Je m’étais réjouie de la nationalisation de STX il y a quelques mois. Comme beaucoup, je pensais que cette voie était nécessaire pour améliorer significativement les garanties apportées dans le cadre d’une reprise des chantiers par Fincantieri.

L’accord entre la France et l’Italie annoncé hier à Lyon est de ce point de vue décevant à plusieurs égards. Derrière le paravent d’un montage sophistiqué et de la “pensée complexe”, il n’existe pas de nouvelle avancée par rapport aux craintes qui pouvaient naître de cette reprise, sur l’emploi local, la pérennité de l’ensemble des métiers, les transferts d’activité et la stratégie de l’entreprise.

Il est instructif à ce titre de lire les déclarations “off” dans la presse italienne des responsables transalpins du dossier et les victoires qu’ils revendiquent : Fincantieri pourra ainsi nommer le président, l’administrateur délégué et la majorité du CA, la révocabilité à 12 ans du système de prêt de 1% du capital ne constitue pas une garantie plus forte par rapport aux clauses de l’accord précédent et du pacte d’actionnaire à 20 ans qui permettait déjà à l’Etat français de racheter la part de Fincantieri.

Il est par ailleurs regrettable que les élus locaux n’aient pas été associés à ces décisions comme cela avait pu être le cas auparavant.

Les grands mots sur le “win-win”, les “géants européens”, “l’équilibre et l’ambition” et les garanties ne peuvent masquer la réalité : les chantiers de Saint-Nazaire ont été utilisés par Emmanuel Macron en juillet pour faire un “coup de com”, le symbole facile et factice d’un volontarisme industriel exigeant, qui se dissipe la rentrée venue.

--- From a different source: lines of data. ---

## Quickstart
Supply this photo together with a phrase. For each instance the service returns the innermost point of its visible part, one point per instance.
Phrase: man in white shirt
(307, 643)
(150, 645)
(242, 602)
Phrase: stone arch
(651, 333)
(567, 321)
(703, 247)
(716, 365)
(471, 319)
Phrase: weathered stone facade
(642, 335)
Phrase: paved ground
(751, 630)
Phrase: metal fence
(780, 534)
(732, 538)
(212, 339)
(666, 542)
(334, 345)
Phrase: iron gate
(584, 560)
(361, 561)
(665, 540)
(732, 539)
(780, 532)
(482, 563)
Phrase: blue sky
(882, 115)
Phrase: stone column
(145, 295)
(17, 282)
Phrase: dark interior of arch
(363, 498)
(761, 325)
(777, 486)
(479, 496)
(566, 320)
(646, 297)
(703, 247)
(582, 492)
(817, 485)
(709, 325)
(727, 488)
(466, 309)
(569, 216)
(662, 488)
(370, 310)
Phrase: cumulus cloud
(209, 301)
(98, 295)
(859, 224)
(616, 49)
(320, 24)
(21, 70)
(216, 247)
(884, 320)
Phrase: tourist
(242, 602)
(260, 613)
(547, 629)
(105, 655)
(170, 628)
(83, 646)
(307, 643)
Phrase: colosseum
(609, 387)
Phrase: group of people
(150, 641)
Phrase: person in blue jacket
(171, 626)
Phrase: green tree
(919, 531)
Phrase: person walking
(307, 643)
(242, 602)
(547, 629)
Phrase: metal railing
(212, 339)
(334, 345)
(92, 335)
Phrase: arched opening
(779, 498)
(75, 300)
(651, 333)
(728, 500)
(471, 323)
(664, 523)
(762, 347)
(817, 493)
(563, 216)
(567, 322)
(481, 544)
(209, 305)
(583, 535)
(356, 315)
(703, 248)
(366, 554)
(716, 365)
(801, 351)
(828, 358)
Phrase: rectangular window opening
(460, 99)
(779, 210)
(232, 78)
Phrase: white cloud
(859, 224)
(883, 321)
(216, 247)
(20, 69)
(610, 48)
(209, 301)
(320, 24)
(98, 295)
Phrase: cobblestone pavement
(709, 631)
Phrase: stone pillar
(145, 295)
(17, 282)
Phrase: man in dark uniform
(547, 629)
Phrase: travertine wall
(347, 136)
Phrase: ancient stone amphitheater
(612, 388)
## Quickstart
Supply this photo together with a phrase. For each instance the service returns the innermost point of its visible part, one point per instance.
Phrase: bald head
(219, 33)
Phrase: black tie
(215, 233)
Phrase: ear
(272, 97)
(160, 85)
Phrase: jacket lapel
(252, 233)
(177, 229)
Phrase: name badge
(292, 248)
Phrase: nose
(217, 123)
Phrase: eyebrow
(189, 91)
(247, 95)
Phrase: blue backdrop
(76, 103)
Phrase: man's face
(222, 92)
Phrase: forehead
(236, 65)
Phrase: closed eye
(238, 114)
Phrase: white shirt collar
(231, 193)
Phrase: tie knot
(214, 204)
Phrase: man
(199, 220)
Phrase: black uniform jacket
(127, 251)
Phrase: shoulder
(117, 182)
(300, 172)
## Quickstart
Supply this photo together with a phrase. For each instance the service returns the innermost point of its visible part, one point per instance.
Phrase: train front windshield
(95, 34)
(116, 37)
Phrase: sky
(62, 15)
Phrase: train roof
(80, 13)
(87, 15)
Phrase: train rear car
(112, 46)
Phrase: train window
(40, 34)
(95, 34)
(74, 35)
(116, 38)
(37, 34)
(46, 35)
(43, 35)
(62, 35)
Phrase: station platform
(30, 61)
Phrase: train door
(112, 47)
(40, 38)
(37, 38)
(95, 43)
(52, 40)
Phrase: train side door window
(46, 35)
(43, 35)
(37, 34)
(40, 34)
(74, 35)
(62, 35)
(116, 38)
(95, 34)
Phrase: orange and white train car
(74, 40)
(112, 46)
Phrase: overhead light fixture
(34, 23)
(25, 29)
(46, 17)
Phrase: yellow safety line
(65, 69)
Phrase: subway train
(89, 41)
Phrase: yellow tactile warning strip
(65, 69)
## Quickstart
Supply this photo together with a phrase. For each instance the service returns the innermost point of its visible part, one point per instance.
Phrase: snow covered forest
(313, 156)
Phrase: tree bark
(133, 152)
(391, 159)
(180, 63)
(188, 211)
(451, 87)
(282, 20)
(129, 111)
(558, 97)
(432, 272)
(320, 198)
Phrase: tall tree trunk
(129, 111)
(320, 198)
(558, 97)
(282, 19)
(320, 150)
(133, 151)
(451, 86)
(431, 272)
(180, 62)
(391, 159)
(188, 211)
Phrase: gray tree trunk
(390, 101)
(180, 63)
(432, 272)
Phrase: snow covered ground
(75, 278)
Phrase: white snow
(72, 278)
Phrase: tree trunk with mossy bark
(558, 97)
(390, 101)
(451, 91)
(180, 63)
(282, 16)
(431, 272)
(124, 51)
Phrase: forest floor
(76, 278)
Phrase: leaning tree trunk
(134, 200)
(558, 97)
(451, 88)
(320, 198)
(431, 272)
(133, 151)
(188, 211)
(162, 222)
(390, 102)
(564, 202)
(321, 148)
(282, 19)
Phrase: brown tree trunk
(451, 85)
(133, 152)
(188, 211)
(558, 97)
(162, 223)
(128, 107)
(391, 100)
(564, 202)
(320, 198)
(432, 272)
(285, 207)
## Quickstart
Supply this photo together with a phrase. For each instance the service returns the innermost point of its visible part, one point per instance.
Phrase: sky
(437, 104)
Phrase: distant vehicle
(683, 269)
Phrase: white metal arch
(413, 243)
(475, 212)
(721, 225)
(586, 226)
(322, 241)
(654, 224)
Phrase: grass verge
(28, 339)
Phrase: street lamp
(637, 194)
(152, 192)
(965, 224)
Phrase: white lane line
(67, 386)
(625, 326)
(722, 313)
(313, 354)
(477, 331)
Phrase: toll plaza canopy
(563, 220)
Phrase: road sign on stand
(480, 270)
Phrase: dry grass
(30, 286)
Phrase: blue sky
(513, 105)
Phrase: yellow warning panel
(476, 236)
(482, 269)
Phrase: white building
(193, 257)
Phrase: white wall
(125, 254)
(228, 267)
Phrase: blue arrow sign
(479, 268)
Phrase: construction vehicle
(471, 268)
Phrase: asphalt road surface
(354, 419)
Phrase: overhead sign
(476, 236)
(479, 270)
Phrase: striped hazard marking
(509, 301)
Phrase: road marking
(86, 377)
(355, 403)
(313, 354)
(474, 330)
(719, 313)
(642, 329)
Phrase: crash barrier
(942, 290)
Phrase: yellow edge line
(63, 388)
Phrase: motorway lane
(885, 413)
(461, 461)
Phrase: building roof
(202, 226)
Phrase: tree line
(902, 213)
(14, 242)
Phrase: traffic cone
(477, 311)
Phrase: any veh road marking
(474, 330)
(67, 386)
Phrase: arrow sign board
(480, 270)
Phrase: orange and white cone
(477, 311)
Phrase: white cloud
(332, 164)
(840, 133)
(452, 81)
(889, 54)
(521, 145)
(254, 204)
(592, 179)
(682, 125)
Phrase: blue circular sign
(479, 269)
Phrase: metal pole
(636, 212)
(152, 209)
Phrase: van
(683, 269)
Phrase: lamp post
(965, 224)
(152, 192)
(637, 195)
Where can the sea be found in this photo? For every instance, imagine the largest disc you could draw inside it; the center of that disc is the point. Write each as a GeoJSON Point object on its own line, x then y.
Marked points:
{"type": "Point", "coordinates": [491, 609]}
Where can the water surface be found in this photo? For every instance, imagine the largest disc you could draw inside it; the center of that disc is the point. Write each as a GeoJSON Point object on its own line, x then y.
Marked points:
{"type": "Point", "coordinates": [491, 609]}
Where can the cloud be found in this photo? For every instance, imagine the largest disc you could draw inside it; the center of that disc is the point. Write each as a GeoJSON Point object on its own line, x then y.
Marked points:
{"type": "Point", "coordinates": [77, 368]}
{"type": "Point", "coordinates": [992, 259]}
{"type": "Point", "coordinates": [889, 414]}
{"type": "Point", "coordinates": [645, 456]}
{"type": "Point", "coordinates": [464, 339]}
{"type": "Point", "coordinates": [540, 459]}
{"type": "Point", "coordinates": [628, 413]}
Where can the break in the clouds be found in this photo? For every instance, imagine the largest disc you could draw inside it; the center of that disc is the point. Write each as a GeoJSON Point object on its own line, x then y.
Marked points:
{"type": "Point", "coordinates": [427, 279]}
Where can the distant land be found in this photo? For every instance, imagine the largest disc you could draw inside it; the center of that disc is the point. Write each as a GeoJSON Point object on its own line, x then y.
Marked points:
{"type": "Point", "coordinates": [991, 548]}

L’industrie de notre pays mérite mieux que des coups d’éclats sans lendemain. Nos chantiers vont bien, nous ferons tout pour que cela dure. Nous serons en tout état de cause mobilisés pour l’avenir de la construction navale à Saint-Nazaire et pour que les savoir-faire exceptionnels des femmes et des hommes qui font vivre cette belle industrie soient garantis.